アンリは窓からの陽光を纏って、じっと座っている。昼下がりの日差しは真白く、目を上げるふとした瞬間に白い紗のようなそれがアンリを包み込み消し去ってしまうのではないかと、ジョアンはどきりとする。
画家として売り出したばかりのジョアンにとって、作品を発表する場はすべて己の人生を試す機会だ。一度たりと無駄にはできない。そのために必要なのは、彼だと思ったのだ。
なのに。
デッサンは、四割ほど完成していた。背筋を伸ばして座る青年の凛とした風情、ほっそりとよく伸びた肢体が木炭で描き込まれている。しかし、ジョアンはどうしても満足できない。
顔を、彼の美貌を、写し取ることができない。
木炭の線を、パンで擦って消す。もう何度、顔の部分を消しては描き直しただろう。
「まだできないの?」
声が意外に近くで聞こえて、ジョアンはぎくりと顔を上げた。右手から、パンが落ちる。
「昨日も顔のところ、消してなかったっけ?」
いつの間にか、アンリがキャンバスの向こうに立ってスケッチを覗き込んでいた。
「そんなに僕の顔は難しいの?」
「いや、そうじゃないんだけど……」
描けないはずはない。今までアカデミーで、いくつもの石膏像や人間の顔をデッサンしてきたのだから。
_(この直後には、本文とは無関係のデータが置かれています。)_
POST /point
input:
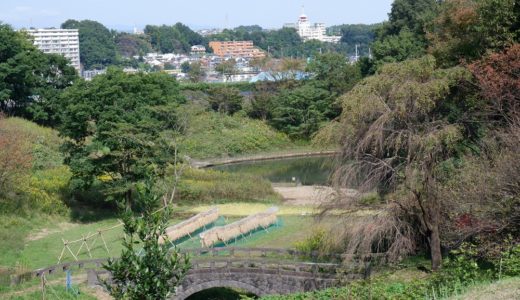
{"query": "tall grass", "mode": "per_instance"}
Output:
(209, 186)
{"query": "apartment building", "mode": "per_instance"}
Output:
(236, 49)
(60, 41)
(308, 31)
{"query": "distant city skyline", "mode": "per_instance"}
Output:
(124, 15)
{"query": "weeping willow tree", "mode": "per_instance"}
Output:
(399, 128)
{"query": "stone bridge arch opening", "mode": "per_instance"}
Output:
(232, 284)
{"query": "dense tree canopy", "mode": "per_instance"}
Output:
(299, 112)
(398, 132)
(466, 29)
(404, 35)
(118, 126)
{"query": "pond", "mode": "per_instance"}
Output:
(313, 170)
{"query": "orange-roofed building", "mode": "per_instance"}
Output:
(236, 49)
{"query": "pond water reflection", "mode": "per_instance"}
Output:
(301, 170)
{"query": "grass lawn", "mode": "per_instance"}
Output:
(42, 247)
(500, 290)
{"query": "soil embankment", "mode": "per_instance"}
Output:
(260, 157)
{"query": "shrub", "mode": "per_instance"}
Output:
(509, 264)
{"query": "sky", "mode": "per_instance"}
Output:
(198, 14)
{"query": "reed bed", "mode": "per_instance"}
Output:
(187, 227)
(239, 228)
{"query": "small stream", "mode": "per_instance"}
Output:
(313, 170)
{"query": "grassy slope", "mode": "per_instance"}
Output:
(210, 134)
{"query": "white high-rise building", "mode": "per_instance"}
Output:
(60, 41)
(308, 31)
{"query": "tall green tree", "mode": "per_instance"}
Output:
(467, 29)
(335, 72)
(30, 81)
(146, 269)
(299, 112)
(225, 99)
(97, 47)
(118, 126)
(404, 35)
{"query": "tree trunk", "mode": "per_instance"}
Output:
(435, 243)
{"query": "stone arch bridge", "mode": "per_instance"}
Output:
(261, 271)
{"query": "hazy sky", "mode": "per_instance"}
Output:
(124, 14)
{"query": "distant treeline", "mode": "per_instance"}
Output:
(101, 47)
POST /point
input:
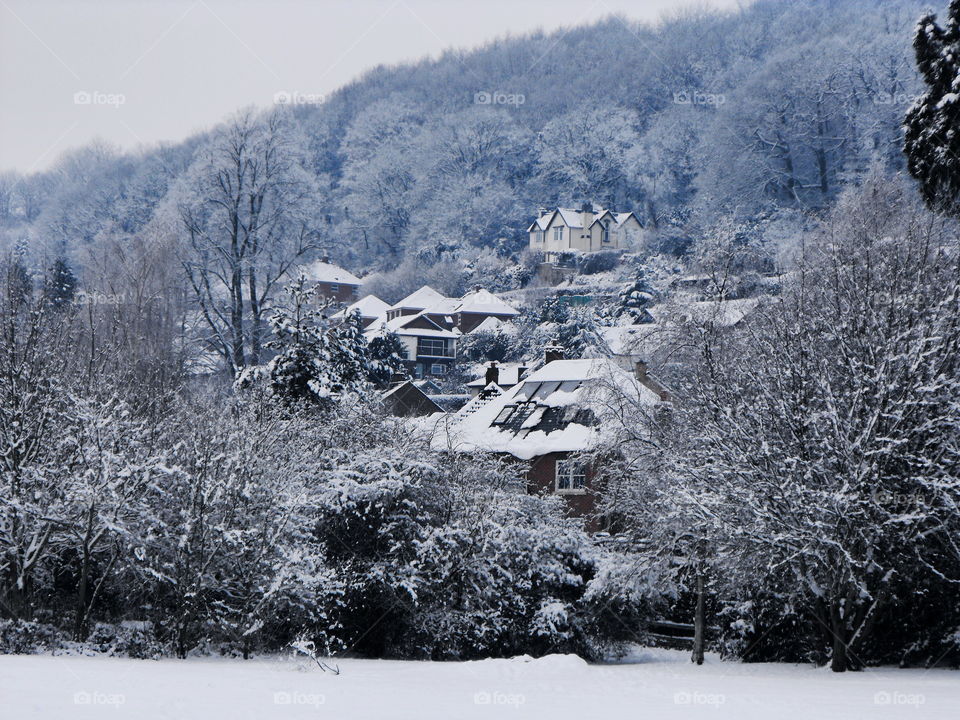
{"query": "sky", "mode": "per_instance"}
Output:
(137, 72)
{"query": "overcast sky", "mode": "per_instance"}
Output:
(136, 72)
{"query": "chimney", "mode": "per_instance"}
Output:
(493, 374)
(640, 370)
(586, 217)
(551, 353)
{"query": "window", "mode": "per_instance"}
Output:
(432, 347)
(571, 476)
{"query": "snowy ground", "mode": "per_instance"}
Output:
(652, 684)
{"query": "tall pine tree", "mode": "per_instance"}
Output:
(931, 137)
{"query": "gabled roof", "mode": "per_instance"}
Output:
(326, 272)
(400, 326)
(566, 406)
(507, 376)
(484, 302)
(367, 306)
(421, 299)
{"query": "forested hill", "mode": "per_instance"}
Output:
(757, 114)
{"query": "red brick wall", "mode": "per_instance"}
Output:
(345, 293)
(542, 479)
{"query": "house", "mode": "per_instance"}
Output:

教授達も、ジョアンのデッサン力や基礎的な技術力の高さを褒めてくれた。それは卒業時の成績にももちろん反映され、今彼を後見してくれている裕福な貴族の目に留まった。
親切な人で、ジョアンがやりたいようにやればいいと言ってくれてはいるが、いつまでも厚意に甘えてはいられない。後見してもらうということは、一人前になったときにこれまで受けた恩を何倍にもして返さなければならないということだ。
だから、ジョアンは焦る。制作中は特に。
そういう気持ちで描くことはよくないと、わかってはいるけれど。
「まあいいや。それより、青の絵の具見せてくれない?」
アンリはさっさとジョアンから離れて、壁際へ移動していく。そこには、絵の具を入れた箱がいくつか積まれている。
「青の絵の具って……」
仕方なくジョアンも彼を追ったが、青と言っても何種類もある。ジョアンの好きな色だから、いくつかは残り少ない。
「兄さんが使うんだ。もらっていいよね?」
青い絵の具だけが入った箱を、アンリは抱え上げるなりジョアンの目の前で攫っていってしまう。
そうして嬉しそうに頬を紅潮させて、背中を丸めてキャンバスへ向かう兄の傍らへ駆け寄っていくのだ。
モデルになってほしい、とジョアンがアンリに頼み込んだとき、かなりの金額とともに条件としてジョアンに提示されたのが、ひどい猫背の男の同伴だった。
「僕の兄のヴィクター」
男に寄り添ってアンリはそう言ったが、到底信じられなかった。それほど彼らの見た目は隔たりが大きかった。
ヴィクターの背中は、ひどく曲がっている。それを隠すためなのか、身体の大きさに合わないぼろぼろのコートにくるまっていた。そのために顔がよく見えなかったが、何年もカミソリを当てていないと思われる髭と長い髪の毛が、すり切れた襟から零れていた。ほつれ具合からして、碌に洗ってもいないようだった。
眉をひそめたジョアンに、アンリは素早く言い放った。
「兄さんには才能がある。たぶん君よりもね。だから、僕は君のモデルをやるのと同時に兄さんにも描いてもらうんだ。それが条件」
描く。
それが絵画のことなのだと理解するまで、しばらくかかった。
「兄さんは天才だ。だから……ふんだんな量の絵の具と世に出る機会が必要なんだ」
アンリは蕩けるように呟いた。兄の汚れた頭髪に砂糖菓子のような指を触れさせて、うっとりと頬を寄せる。
ヴィクターの方は、身じろぎ一つしなかった。呼吸しているのかどうかすら、ジョアンは疑った。
しかしそんなことは、アンリにはさして問題ではないようだった。兄に寄りかかったまま、眼差しだけでジョアンに問いかけてくる。
いや、迫っていた。
決断を。
さんざん悩んで、結局ジョアンは折れた。
そうしてこの、奇妙な制作の日々が始まったのだ。
「兄さん、どれがほしいの?」
ヴィクターのそばに膝をついて、アンリは上目遣いに彼を窺っている。
瞳の甘く潤んだ緑色が、ゆらゆらと光を溶かしている。唇はふっくらと半ば開かれて、微笑んでいるようにも見える。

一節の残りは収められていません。